Applying higher misclassfication costs to decision trees for imbalanced datasets

Hi,

I have a highly imbalanced dataset and need to apply higher misclassfication costs to improve the minority class in my predictions. I am carrying out categorical binary classfication where i need to improve the false positive (minority class prediction).

I am aware that WEKA has this capability (cost senstive classfier) however i keep on getting error messages and was hoping there might be any other nodes out there which i could use.The error message i get is:

Execute failed: Length of probability estimates don't match cost matrix

If someone could post a workflow with a succesful use of these weka nodes with cost applied that would really help me too!

Additionally are there nodes out there which allow me to pick the features that i put into each level of my trees. I.e i want to always select feature 1 at the top of my trees as it might not be picked by algorithm for the first split of my ddecision tree. This is a type of interactive decision tree learner and was wondering if there were any nodes out there for this?

I was also thinking that prehaps i could use R integrated nodes to carry this out so any input on this would be helpful too!

Thank you for any help,

Danielle

Hi Danielle, 

There isn't a way to do this directly in KNIME (or the Weka nodes), but there are a couple of options to address class imbalance.  

First, you could try to use an equal size sampling node to downsample your over abundant measurements.  
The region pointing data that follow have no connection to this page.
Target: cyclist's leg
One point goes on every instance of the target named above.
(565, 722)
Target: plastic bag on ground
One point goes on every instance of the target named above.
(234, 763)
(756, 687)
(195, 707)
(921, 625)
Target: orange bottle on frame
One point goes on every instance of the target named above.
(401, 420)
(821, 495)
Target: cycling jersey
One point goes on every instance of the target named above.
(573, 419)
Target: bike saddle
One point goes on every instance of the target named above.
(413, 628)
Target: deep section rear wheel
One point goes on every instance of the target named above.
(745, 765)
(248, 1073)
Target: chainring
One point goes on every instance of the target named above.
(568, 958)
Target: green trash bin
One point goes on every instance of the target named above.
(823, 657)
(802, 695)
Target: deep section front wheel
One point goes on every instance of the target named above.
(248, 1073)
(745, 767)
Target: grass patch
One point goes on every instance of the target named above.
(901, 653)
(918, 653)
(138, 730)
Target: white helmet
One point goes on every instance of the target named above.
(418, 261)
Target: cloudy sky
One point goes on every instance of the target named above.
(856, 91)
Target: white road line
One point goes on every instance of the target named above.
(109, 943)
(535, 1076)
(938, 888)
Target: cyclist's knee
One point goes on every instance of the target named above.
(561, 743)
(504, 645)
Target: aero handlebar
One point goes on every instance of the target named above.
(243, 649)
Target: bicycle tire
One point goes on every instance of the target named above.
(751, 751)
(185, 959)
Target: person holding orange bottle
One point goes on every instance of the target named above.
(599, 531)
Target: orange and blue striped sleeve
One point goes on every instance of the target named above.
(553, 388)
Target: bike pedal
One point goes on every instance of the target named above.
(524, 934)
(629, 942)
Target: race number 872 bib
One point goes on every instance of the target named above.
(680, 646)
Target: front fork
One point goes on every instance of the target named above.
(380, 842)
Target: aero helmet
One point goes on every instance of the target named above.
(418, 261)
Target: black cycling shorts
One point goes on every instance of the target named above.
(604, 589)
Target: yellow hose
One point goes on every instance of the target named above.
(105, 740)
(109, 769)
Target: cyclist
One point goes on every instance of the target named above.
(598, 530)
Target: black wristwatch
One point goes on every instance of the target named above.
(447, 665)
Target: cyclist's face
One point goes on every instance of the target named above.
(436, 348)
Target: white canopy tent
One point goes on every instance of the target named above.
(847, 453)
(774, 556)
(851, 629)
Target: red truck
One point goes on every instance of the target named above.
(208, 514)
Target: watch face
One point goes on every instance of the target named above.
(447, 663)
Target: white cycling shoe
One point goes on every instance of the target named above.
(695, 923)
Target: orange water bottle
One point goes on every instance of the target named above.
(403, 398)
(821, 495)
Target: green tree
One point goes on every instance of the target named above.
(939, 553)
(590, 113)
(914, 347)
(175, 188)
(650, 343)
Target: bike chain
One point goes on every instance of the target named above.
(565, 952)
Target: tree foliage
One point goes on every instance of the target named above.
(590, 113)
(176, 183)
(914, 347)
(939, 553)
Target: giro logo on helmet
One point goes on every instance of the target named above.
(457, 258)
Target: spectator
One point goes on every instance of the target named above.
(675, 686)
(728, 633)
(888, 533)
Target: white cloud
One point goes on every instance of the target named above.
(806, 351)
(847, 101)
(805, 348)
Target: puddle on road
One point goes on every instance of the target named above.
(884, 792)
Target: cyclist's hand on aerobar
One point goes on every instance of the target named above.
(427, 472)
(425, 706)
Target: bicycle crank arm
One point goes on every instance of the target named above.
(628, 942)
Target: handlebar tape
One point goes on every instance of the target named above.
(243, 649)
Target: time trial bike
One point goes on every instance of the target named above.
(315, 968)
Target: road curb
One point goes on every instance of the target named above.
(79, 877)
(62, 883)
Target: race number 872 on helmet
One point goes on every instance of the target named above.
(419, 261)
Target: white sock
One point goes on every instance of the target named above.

Alternatively, it is also possible to oversample using the Smote node, which is a bit more sophisticated than just dropping some rows, but will come at a small performance cost of having to add data to your training set.  

Finally, in R, some algortihms support a weights parameter in the model building call.  In these cases you will need to look at specific implementations for details but it's often just an additional argument like: weights = knime.in"weights".

Best regards,

Aaron